The counsel for OP7 tendered affidavit Ex. RA of Sh. Yash Paul, Manager of OP7 along with document Ex. R1 is the copy of insurance policy w.e.f. 31.03.2016 to 30.03.2017 and closed the evidence.
11. We have heard the arguments of the counsel for the parties and also gone through the complaint, affidavit and annexed documents and written statements along with affidavits and documents produced on record by the parties.

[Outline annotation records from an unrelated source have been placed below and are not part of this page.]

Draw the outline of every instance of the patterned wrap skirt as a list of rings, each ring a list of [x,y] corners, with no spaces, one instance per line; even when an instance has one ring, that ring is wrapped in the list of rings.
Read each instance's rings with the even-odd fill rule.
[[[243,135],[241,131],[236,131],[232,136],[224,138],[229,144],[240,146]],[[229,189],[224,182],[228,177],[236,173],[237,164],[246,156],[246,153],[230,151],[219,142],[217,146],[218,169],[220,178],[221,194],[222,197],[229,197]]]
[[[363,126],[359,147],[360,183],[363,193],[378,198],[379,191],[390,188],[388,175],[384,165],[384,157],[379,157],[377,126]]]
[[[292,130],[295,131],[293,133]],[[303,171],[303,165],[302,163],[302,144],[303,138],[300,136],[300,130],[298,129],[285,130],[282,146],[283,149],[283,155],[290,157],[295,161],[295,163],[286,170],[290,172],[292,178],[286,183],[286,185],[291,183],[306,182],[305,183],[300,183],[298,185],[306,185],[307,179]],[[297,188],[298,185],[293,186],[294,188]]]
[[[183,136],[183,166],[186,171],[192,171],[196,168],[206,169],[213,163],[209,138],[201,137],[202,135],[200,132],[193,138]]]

12. Admittedly, the complainant approached OP1 hospital due to heaviness in right trunk for 7 to 8 months where was examined in OPD by OP4 and diagnosed as a case of Amolio Chiari Malformation which is a development disorder involving Formaen-Magnum, Decompression and Duraplastic. OP4 referred the complainant to OP4, a Neurosurgeon, who performed surgery of the complainant for ACM & Syrinx. The complainant was discharged from the OP1 hospital in a satisfactory condition vide discharge summary dated 18.05.2016 Ex. R1 and he was advised follow up after 7 days in Ground Floor Neurology OPD Room No.023 with Dr. Deepinder Singh (OP3). The complainant claimed that his condition did not improve despite the surgery and medicine prescribed by OP3 to OP5 and despite his visit with OP3 and OP4 on numerous occasions for seven months. OP3 got conducted MRI scan of the complainant and after obtaining the report, suggested him for further surgery to solve his problem. Due to persistent problem, the complainant approached PGI, Chandigarh for consultation where after examination, the complainant was advised to take prescribed medicines on regular basis for his ailment as the same was not treated properly.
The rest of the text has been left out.